Yo estaba sentada en mi silla y no me movía. Tenía la sensación de que no me podría mover de nuevo.
Tyger cerró la tapa del reloj y se volvió a sentar en su sillón:
—Llegamos al final de esta pequeña clase privada —señaló.
Su rostro otra vez se había alisado y tenía el aspecto de siempre; las emociones habían desaparecido de su voz:
—El enlace se había roto. Yo sabía quién era y supe que había fracasado. Mi ser humano había muerto y yo vivía. Supe que a partir de entonces no me volvería más viejo y nunca moriría. Yo…
—¡Pare! —grité—. ¡Pare! ¿De dónde? ¿De dónde sabe eso?
—Primero, porque traté de matarme —contestó Tyger, seco—; segundo, hubo alguien que me lo explicó. Por suerte o desgracia, no soy el único acompañante que haya fracasado que hay sobre la tierra. Cuando un nuevo miembro pisa el club, —Tyger sonrió amargamente—, los viejos hacen todo lo posible para aliviarlo del peor dolor —hizo un movimiento con la mano, como si quisiera espantar una mosca—. Como siempre, no me concilié con mi pérdida, pero aprendí a sobrevivir con ella. Y conseguí dinero. Muchos sueños tienen también su lado positivo. La Bolsa es un estupendo invento cuando alguien posee ciertas informaciones por adelantado, ¿no es cierto? Mi firma Eternal Funds es muy exitosa.
Me quedé mirando fijo a Tyger, pero él apartó su mirada. ¡Era el nombre de la firma escrito en la placa del timbre en Holzdamm!
—¡No! —exclamé con voz ronca.
—Pues sí. —Tyger asintió—. El altruista anfitrión de Lucian en Habsburgo fui yo.
—¿Dónde? —grité—. ¿Dónde? —bufé—. ¿Dónde está Lucian? ¿Dónde está? ¿Dónde está ahora?

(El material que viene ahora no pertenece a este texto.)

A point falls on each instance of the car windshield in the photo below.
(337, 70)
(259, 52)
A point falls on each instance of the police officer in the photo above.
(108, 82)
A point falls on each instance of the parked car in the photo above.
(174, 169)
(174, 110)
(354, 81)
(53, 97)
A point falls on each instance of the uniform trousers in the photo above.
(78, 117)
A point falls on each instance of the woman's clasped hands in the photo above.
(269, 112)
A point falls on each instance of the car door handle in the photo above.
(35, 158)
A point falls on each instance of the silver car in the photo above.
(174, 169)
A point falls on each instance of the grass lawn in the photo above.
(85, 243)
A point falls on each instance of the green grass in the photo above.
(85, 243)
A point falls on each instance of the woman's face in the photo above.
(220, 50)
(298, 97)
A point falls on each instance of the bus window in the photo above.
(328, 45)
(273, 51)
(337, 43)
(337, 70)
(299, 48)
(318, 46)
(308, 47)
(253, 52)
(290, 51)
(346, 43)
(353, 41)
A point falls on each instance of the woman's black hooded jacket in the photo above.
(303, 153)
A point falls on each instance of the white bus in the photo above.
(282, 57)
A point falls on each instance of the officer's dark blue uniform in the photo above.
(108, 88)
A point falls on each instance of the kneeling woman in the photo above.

Tyger me miró de hito en hito. Su rostro, toda su actitud, era de calma, pero detrás cayó algo que hasta ahora parecía que había sabido mantener. Tyger, el zorro tan dueño de sí, en unos segundos se había transformado en un perro apaleado. En sus ojos se reflejó inequívoca e indudablemente su mala conciencia. Tyger se sentía culpable:
—No sé dónde está Lucian —respondió con suavidad—. Desde tu vuelo a Los Ángeles, no le he vuelto a ver.
Con esto se levantó y fue a la puerta. Al pasar delante de mí, se detuvo. Por un diminuto instante puso la mano en mi hombro. Era un ademán de indefensión.
Me sacudí su mano. Su contacto me quemaba la piel y noté que brotaba en mí una furia demencial. Me sentía como una fiera que hubiera estado enjaulada demasiado tiempo y ahora, súbitamente, le habían abierto la portezuela de su jaula. ¿A dónde, a dónde podía yo ir ahora? ¿Qué debía hacer ahora?
—Dirígete a Faye —dijo Tyger, como si yo hubiera planteado la pregunta en voz alta—. Habla con la niñera de tu hermana.
Un momento después había desaparecido.